Most critical services companies are struggling to secure their industrial internet of things (IIoT)/operational technology (OT) systems and acknowledge the need to invest more heavily in these areas, said a report from OT security company Barracuda Networks this week.
The firm surveyed 800 senior IT managers, senior IT security managers, and project managers responsible for IIoT/IoT security projects from a range of industries, including agriculture, biotechnology, construction, energy, government, healthcare and manufacturing.
The impetus for IIoT security is increasing as governments warn about threats against critical infrastructure from Russia. Companies are especially concerned about this current geopolitical situation, with 89% citing it as a factor.
Against this backdrop, 96% of respondents acknowledged the need to invest further in IIoT and OT security.
Barracuda’s State of Industrial Security 2022 report found that companies are running into problems when implementing IIoT/OT security projects, with 93% admitting failure. The biggest cause of failure was that technology took too long to implement, while expense was the second. Almost four in 10 companies also reported that no one in the organization had taken responsibility for the project.
The high failure rate doesn’t mean that these companies failed entirely at IIoT security, as there are often multiple such security projects in a single company. Overall, just under a third of companies had already implemented some IIoT/OT security projects, while 40% are currently completing at least one.

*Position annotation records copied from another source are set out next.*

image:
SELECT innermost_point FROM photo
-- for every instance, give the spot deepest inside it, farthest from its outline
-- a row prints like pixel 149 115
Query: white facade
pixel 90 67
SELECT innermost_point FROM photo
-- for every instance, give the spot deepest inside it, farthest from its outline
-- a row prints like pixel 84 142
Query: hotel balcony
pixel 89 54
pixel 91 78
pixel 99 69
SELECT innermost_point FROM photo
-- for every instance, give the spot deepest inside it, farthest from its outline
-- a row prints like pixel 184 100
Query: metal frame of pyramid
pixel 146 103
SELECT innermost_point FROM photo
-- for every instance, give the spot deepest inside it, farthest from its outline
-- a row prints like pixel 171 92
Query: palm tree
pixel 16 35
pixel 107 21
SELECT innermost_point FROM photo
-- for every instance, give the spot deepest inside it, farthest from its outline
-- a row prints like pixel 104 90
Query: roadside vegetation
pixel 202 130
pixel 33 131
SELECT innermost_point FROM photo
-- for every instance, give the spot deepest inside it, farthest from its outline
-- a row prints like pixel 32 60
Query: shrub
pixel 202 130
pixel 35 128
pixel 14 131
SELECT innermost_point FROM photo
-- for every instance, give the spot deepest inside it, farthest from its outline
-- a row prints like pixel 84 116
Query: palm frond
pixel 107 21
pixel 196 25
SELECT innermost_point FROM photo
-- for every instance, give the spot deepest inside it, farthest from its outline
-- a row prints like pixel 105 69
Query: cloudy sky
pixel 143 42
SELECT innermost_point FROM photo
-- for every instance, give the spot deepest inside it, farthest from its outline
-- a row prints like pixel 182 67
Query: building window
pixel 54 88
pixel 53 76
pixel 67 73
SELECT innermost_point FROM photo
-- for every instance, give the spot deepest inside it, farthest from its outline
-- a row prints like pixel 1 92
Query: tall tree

“The good news is attempts are being made and learned from to improve IoT/OT security,” commented Bud Broomhead, CEO at Viakoo. “Even if failed, projects help to show where an organization’s IoT/OT security barriers exist.”
More generally, 94% of organizations had experienced a security incident in the last 12 months. Almost nine in 10 of those that suffered an incident saw their operations affected for more than a day, while 23% were impacted for at least three days.
Web applications were the highest attack vector, at 42%, followed by the use of malicious external hardware or removable media like USB sticks, which affected 38% of respondents.